In-Depth Learning – Entire Concept in Paragraphs

Example

A Krishnamurthy Number is a number which is the same as the sum of the factorials of all its digits. For instance, 145 is one because:

1! + 4! + 5! = 1 + 24 + 120 = 145. 40585 is also such a number. But most numbers aren't Krishnamurthy numbers because factorials increase very quickly, so it is an unusual characteristic.

Real-Life Analogy

Imagine every digit of a number as a "worker" who is working on a project. The factorial of a digit represents the overall effort of that worker, taking into account all arrangements of tasks. For the project (the number) to be accomplished, the overall effort of all the workers (factorials) should exactly match the project target (the number itself). If it is so, the project is perfectly in balance — similar to a Krishnamurthy Number.

Why It Matters

The topic introduces factorials and their usage. Factorials play a significant role in mathematics, particularly in permutations, combinations, and probability. By relating factorials to digits, the Krishnamurthy Number problem forces students to exercise recursion or loops, modulus operations, and digit extraction — three of the most essential programming building blocks.

Learning Insights

This problem educates recursion via factorial, digit manipulation with % and /, and sum-based conditions. It also demonstrates how mathematical principles such as factorials can be merged with programming to verify unusual numerical attributes.

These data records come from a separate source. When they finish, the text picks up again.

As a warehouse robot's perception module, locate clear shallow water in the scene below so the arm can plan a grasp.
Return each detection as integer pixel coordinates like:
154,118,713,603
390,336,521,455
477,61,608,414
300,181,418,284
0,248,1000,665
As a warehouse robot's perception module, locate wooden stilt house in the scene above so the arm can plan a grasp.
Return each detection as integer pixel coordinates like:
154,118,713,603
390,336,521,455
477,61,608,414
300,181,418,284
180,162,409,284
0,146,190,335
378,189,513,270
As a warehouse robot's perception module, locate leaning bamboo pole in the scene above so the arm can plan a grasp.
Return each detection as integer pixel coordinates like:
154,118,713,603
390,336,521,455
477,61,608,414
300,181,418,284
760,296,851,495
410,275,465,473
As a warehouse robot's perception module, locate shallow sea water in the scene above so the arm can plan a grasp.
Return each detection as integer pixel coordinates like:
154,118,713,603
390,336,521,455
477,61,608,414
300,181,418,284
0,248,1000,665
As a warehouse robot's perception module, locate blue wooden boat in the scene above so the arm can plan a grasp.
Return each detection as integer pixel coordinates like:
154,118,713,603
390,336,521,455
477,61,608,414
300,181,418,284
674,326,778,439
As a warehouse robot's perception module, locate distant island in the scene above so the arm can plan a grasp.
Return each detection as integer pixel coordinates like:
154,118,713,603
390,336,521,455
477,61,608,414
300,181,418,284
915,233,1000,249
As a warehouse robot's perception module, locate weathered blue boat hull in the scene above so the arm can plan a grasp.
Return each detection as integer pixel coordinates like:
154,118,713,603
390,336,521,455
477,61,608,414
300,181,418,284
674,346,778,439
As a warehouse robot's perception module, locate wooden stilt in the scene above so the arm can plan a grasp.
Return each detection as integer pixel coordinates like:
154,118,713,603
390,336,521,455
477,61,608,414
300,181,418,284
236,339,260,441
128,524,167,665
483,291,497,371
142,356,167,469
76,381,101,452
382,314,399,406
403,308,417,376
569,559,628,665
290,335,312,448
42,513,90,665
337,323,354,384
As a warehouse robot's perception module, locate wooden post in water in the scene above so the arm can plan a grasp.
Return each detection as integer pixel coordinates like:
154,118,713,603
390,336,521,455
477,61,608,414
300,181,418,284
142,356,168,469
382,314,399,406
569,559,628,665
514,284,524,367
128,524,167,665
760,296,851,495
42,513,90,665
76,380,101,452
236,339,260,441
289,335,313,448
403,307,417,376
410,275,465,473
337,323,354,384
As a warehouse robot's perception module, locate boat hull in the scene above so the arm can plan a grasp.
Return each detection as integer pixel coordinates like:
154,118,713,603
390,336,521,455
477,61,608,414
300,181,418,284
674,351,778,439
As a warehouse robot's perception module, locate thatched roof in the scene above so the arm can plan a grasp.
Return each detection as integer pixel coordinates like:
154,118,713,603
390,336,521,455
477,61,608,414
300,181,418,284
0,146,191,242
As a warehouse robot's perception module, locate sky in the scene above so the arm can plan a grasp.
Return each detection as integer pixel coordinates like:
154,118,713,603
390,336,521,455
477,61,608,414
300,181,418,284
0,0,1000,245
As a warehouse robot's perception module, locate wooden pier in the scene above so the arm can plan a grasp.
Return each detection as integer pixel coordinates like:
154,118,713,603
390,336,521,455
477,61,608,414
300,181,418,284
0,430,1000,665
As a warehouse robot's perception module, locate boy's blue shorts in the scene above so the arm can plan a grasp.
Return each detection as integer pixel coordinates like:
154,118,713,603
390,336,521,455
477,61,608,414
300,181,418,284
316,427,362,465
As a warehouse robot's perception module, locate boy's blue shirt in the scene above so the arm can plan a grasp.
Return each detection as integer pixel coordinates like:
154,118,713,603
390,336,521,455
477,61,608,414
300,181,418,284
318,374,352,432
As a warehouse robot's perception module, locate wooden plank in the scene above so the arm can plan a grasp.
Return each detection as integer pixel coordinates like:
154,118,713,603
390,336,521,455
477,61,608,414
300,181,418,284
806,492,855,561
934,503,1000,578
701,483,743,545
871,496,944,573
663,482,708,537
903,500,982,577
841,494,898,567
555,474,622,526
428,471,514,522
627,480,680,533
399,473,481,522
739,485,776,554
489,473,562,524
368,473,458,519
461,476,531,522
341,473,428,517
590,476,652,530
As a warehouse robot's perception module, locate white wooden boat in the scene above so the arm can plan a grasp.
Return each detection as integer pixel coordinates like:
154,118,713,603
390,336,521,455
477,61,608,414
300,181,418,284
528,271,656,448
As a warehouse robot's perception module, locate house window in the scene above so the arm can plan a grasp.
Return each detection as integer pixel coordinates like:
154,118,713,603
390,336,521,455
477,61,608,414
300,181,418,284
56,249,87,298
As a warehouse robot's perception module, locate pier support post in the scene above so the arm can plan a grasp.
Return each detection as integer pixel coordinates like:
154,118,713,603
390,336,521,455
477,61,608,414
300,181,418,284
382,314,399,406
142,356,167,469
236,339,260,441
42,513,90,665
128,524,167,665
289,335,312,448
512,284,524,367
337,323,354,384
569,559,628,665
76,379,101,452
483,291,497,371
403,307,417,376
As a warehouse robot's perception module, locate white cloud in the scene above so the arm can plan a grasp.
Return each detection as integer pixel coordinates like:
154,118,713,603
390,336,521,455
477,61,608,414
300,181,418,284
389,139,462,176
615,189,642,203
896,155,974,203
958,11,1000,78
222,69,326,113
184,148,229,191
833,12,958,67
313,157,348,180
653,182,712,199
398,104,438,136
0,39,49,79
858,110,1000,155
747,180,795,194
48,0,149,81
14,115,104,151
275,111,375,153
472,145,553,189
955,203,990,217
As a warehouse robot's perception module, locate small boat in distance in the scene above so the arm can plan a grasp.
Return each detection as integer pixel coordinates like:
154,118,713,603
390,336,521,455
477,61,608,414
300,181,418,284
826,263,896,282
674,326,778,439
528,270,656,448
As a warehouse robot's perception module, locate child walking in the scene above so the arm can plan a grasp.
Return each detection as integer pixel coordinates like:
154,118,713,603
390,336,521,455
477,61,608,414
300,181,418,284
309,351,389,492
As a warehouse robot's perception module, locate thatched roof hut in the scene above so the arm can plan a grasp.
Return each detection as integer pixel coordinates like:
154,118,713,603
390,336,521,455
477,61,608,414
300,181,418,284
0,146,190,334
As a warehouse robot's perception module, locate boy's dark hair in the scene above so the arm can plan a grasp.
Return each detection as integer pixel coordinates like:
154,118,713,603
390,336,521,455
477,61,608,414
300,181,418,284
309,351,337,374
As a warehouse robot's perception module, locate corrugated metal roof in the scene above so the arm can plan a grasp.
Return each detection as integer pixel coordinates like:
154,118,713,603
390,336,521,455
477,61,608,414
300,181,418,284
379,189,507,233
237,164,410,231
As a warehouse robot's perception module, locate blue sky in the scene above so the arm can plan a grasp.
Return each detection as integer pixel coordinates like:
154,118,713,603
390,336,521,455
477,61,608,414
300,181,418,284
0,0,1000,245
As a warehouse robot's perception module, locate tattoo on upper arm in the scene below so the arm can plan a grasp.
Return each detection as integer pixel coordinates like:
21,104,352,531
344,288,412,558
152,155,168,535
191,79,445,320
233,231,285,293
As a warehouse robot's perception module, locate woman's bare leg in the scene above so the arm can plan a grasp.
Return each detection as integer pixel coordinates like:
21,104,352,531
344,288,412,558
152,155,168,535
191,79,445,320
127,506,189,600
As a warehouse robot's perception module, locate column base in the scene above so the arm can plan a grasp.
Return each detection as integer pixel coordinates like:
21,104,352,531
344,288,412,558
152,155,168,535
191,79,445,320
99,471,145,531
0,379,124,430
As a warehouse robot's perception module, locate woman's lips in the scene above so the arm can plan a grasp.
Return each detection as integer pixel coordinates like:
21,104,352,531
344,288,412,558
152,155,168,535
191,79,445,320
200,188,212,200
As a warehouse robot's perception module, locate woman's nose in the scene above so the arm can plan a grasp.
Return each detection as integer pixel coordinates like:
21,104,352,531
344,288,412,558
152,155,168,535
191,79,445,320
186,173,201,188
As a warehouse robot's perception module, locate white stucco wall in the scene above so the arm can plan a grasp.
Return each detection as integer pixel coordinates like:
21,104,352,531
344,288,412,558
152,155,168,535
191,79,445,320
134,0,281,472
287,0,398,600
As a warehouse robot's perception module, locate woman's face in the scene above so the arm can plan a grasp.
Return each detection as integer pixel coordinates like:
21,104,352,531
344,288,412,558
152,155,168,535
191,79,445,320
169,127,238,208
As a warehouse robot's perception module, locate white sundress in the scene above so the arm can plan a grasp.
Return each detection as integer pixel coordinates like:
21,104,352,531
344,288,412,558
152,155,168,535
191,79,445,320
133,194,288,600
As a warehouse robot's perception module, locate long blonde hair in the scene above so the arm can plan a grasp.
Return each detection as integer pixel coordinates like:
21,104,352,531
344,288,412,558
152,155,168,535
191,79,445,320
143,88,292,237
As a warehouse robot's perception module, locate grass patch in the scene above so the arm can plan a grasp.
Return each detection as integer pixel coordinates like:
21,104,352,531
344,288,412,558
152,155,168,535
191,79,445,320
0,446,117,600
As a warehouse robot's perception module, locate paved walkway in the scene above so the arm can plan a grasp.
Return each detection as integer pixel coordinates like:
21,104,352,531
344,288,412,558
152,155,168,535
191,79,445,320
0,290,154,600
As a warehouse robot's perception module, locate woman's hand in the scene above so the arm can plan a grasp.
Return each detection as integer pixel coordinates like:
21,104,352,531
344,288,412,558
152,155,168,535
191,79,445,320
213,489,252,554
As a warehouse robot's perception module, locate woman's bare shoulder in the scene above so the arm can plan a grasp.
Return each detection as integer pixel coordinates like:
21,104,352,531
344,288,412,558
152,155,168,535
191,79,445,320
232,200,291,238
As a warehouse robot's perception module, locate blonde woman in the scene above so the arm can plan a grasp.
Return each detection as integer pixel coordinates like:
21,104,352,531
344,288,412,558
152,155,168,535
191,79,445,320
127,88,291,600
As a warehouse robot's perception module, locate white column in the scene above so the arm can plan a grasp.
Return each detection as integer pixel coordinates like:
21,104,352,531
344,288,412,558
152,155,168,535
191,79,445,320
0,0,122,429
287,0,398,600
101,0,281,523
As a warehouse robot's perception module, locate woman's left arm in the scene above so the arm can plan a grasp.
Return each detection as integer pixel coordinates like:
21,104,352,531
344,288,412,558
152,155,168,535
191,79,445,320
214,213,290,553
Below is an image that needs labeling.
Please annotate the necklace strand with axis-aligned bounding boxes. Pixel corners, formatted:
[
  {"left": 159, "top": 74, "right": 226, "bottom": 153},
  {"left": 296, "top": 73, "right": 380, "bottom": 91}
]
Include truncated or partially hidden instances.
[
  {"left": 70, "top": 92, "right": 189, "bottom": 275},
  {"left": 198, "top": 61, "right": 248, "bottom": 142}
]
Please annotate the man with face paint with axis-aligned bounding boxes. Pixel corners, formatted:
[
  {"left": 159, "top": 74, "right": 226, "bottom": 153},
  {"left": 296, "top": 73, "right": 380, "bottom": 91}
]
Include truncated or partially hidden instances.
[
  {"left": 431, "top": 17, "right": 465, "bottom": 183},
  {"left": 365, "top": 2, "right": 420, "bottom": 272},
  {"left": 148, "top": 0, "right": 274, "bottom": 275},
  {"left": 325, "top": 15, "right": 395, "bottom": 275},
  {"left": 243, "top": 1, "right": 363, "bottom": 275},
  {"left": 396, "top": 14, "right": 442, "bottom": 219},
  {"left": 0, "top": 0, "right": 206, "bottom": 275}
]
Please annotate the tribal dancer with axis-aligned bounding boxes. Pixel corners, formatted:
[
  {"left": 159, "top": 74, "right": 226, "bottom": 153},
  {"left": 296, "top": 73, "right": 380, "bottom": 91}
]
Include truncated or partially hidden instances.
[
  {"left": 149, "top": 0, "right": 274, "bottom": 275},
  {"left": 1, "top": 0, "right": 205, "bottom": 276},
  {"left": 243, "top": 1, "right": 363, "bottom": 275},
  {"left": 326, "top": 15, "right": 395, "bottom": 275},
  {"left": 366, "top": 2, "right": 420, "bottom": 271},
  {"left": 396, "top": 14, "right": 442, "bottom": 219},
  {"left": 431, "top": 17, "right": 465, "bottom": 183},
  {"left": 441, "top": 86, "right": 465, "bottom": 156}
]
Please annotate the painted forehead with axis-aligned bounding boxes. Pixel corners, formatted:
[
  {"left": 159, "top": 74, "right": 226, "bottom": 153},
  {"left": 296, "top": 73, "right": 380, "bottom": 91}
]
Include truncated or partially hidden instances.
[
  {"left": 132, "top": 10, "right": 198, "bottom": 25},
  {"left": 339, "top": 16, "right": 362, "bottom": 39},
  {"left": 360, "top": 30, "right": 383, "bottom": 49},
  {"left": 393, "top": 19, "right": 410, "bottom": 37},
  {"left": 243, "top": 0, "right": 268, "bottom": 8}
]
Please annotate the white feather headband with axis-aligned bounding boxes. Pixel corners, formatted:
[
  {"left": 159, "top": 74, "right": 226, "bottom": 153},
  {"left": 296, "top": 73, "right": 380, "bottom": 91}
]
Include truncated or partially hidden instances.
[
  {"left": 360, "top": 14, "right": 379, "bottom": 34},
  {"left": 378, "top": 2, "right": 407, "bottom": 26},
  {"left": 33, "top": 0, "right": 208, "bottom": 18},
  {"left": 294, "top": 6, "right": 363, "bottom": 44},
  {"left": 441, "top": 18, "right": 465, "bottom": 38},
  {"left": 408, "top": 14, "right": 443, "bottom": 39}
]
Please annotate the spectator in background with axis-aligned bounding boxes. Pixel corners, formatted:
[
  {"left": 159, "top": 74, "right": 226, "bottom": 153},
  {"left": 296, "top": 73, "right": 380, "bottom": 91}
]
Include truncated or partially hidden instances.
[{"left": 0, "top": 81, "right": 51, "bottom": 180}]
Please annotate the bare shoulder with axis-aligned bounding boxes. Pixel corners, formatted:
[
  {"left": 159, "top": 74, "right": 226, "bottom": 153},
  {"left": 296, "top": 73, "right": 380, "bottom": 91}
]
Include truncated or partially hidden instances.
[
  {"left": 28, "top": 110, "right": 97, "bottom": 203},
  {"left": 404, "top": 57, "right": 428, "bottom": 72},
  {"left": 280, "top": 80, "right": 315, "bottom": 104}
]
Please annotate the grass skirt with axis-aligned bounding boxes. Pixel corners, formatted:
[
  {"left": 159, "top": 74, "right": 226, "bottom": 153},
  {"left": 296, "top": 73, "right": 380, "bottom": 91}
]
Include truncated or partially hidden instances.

These kinds of problems enhance algorithmic thinking and make you realize how to break down a number into smaller pieces.

Interview and Real-World Relevance

Even though Krishnamurthy numbers themselves are not common, the question tends to be used in coding interviews to verify recursion, loops, and mathematical knowledge. It also serves to condition number theory logic, which comes in handy with areas such as cryptography and computer security, where distinct characteristics of numbers are significant. From a project point of view, these principles also apply to data validation, algorithm formulation, and creating unique identifiers.

Final SEO-Friendly Insight

Realizing the Krishnamurthy Number is a great practice for programming beginners. It involves recursion, digit extraction, and mathematical reasoning all within one problem. Learning to determine if a number is a Krishnamurthy number helps students master working with numbers, calling recursive functions efficiently, and reinforcing problem-solving strategies that are most often asked in programming interviews and competitive programming contests. This subject is trending among students in their quest to solve number-based questions in C, C++, Java, and Python and hence practical and relevant to scholarly and professional development.